Troppa competizione, poche certezze: i ventenni confessano il peso dello studio a Mattino 5

Nel collegamento esterno davanti all’Università Statale di Milano, il programma Mattino 5 — condotto da Federica Panicucci — ha raccolto la voce diretta di quattro studenti tra i 20 e i 22 anni. Al centro del racconto: il peso degli esami, la difficoltà delle scelte professionali e la crescente sensazione di incertezza che accompagna molti giovani nell’ingresso nel mondo adulto. I ragazzi hanno descritto passaggi quotidiani che diventano per loro snodi decisivi, percepiti spesso con ansia e disagio.
“Gli esami mi creano ansia, ma non sono una ragazza ansiosa” — la parola agli studenti
Una delle studentesse ha confessato: gli esami e le verifiche creano apprensione, ma l’ansia dipende molto dall’ambiente che circonda lo studente — compagni, istituzione scolastica e famiglia. La pressione competitiva tra pari e l’assenza di certezze occupazionali appesantiscono il clima emotivo. La testimonianza ribadisce che la qualità del supporto famigliare e scolastico è determinante nel modulare la percezione dello stress.
Insicurezza collettiva: “la nostra generazione è più ansiosa”
Secondo uno degli intervistati, la generazione attuale si trova a vivere in un contesto sociale e politico che alimenta incertezza: poche garanzie sul lavoro e sul futuro rendono il percorso di formazione faticoso e carico di timori. La competizione con i compagni, la responsabilità di scegliere un percorso professionale e la pressione degli esami sono ragioni ricorrenti che spiegano perché molti giovani dichiarino di sentirsi sul filo dell’ansia.

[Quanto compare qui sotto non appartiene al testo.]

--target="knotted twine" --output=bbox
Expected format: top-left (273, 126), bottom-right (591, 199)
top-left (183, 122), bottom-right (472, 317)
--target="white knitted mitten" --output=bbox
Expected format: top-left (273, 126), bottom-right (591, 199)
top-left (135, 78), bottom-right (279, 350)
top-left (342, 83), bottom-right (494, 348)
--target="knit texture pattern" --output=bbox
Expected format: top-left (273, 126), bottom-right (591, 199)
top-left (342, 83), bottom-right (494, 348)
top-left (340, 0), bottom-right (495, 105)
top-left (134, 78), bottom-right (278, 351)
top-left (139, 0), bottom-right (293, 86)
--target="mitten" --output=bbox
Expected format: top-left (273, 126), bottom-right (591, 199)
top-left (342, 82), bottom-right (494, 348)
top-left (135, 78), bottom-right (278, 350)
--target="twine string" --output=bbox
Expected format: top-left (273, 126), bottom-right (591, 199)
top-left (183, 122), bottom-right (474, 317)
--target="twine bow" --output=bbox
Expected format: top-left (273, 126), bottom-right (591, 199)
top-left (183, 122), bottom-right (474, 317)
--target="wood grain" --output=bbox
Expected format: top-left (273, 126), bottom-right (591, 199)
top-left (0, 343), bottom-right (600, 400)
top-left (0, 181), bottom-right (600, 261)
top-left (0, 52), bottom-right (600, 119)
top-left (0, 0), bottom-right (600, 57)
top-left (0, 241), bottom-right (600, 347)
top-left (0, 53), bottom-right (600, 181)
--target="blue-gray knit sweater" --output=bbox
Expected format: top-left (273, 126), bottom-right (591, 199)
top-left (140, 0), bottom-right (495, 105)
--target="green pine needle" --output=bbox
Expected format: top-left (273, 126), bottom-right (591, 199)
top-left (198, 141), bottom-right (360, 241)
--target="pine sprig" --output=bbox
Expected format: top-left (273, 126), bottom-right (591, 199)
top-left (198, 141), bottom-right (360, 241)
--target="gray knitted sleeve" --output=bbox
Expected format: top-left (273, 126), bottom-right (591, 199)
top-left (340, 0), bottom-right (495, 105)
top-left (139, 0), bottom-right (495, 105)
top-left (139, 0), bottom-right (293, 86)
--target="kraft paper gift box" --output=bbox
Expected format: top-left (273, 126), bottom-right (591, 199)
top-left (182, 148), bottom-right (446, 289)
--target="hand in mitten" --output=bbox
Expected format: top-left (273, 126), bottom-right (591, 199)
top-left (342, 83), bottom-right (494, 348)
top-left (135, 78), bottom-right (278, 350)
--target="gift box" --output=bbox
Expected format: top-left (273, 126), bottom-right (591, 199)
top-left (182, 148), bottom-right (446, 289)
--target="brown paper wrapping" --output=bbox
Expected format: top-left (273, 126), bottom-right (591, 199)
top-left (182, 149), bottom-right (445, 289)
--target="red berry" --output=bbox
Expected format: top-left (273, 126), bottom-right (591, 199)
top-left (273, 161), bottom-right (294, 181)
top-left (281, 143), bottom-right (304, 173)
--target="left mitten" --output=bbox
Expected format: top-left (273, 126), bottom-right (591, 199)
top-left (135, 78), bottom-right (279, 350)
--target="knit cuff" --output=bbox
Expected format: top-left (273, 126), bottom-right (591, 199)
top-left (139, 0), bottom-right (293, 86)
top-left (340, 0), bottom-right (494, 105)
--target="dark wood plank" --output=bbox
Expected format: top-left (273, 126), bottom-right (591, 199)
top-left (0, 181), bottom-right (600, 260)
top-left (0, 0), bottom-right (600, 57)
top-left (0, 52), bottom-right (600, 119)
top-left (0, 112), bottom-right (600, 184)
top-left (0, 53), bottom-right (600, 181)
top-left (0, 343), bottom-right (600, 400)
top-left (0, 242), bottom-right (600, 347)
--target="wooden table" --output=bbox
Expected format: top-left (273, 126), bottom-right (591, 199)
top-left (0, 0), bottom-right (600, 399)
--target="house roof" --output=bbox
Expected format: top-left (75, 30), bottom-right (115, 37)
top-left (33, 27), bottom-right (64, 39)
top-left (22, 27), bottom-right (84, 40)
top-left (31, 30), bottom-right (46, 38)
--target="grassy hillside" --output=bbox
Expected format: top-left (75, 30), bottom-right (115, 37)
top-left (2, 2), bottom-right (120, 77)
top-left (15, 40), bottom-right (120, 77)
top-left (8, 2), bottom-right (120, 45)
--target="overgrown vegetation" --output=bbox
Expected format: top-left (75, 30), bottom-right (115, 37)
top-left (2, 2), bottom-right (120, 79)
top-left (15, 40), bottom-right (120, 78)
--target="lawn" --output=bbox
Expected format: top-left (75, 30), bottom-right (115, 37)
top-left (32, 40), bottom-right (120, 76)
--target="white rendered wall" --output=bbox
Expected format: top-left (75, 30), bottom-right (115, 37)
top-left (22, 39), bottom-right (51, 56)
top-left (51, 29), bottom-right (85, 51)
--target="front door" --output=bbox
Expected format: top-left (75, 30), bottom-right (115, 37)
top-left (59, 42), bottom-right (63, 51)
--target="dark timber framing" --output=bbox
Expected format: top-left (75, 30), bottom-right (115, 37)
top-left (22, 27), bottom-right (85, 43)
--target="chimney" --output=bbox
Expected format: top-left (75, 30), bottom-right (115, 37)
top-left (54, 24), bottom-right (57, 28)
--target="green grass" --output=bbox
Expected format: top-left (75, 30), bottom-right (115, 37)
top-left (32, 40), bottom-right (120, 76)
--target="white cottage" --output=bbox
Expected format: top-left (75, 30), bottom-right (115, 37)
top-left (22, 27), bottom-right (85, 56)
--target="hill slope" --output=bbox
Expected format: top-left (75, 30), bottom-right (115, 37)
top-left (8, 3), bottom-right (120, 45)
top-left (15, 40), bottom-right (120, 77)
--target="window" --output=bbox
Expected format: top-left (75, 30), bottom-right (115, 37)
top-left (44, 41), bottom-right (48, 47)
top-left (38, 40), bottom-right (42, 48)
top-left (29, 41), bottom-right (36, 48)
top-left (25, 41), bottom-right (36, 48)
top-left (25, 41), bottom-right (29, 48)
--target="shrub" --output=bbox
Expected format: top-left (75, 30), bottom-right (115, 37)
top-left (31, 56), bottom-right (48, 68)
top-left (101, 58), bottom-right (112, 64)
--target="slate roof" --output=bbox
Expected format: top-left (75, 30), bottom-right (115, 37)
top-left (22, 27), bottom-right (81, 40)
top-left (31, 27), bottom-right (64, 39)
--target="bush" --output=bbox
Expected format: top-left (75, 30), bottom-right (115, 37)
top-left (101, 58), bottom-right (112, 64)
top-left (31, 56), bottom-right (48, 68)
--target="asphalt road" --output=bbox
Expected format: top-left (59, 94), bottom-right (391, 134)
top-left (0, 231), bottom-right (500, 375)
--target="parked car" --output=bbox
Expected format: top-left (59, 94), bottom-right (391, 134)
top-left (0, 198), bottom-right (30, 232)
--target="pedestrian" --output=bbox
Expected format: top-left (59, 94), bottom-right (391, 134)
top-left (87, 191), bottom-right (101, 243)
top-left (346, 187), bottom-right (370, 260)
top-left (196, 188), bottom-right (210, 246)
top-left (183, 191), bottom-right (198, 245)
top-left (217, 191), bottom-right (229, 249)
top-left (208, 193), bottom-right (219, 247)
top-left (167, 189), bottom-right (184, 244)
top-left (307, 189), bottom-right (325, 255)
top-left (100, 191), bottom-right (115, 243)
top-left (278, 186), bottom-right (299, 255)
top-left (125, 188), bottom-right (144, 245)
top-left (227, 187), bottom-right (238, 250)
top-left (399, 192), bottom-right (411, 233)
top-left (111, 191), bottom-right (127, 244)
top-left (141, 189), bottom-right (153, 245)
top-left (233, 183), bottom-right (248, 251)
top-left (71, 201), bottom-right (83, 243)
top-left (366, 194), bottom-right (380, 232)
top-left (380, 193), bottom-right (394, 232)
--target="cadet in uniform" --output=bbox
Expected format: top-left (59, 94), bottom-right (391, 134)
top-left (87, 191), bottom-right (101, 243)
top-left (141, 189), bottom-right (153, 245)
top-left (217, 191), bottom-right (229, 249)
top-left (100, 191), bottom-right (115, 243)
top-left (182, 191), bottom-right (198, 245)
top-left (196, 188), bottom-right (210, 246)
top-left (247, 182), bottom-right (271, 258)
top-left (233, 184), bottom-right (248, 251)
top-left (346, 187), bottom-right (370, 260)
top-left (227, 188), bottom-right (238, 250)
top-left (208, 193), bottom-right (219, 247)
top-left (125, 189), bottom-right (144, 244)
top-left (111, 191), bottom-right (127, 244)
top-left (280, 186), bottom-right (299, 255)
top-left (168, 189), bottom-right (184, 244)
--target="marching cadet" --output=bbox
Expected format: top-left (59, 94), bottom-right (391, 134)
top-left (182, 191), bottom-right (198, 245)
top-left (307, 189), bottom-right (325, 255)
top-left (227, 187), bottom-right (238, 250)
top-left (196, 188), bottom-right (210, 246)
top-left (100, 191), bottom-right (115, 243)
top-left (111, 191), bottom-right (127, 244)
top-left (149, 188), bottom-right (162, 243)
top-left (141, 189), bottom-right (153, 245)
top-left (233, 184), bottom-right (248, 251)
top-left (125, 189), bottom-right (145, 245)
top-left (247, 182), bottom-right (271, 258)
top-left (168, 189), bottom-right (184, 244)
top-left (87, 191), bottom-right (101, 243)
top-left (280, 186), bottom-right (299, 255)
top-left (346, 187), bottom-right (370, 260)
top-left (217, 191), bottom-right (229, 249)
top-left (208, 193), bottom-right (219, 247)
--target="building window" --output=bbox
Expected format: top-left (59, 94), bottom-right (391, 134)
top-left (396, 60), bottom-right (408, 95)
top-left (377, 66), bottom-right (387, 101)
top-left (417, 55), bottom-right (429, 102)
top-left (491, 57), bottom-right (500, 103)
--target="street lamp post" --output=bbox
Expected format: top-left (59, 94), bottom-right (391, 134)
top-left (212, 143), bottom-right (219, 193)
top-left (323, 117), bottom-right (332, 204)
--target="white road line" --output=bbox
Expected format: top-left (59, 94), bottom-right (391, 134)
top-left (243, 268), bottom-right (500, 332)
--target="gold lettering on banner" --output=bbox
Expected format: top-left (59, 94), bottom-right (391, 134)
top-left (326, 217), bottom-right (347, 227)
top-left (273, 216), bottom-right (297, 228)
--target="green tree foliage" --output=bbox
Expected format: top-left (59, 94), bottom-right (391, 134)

Chatbot e consolazione notturna: ChatGPT come “amico sempre disponibile”
Un elemento emerso con forza è l’uso diffuso — anche per questioni emotive — di strumenti digitali che simulano la presenza di un interlocutore. Alcune studentesse hanno raccontato di rivolgersi a ChatGPT (o simili) per rielaborare discussioni, chiedere consigli su messaggi inviati e cercare conforto durante la notte. L’intelligenza artificiale diventa, così, un “confidente h24”: non uno psicologo ma una presenza che offre risposte immediate quando amici e familiari non sono reperibili.
Tra aiuto digitale e limiti umani: vantaggi e rischi di una dipendenza emotiva dalla tecnologia
I ragazzi sottolineano il valore pratico di questi chatbot — rapidità, disponibilità e capacità di restituire consigli neutrali — ma riconoscono anche i limiti: non sono terapeuti e non sostituiscono il contatto umano. L’uso replicato di strumenti algoritmici per la gestione delle emozioni apre il tema di come integrare risorse digitali e reti di supporto reali per affrontare ansia e fragilità.
Ascoltare, accompagnare, costruire reti di supporto
Il servizio andato in onda a Mattino 5 riafferma una verità semplice ma urgente: la transizione dall’adolescenza all’età adulta richiede attenzione istituzionale e sociale. Le scuole, le università e le famiglie possono fare molto per alleggerire il carico emotivo dei giovani. Allo stesso tempo, la tecnologia offre strumenti utili ma va usata con consapevolezza, in modo complementare a una rete umana di ascolto e supporto.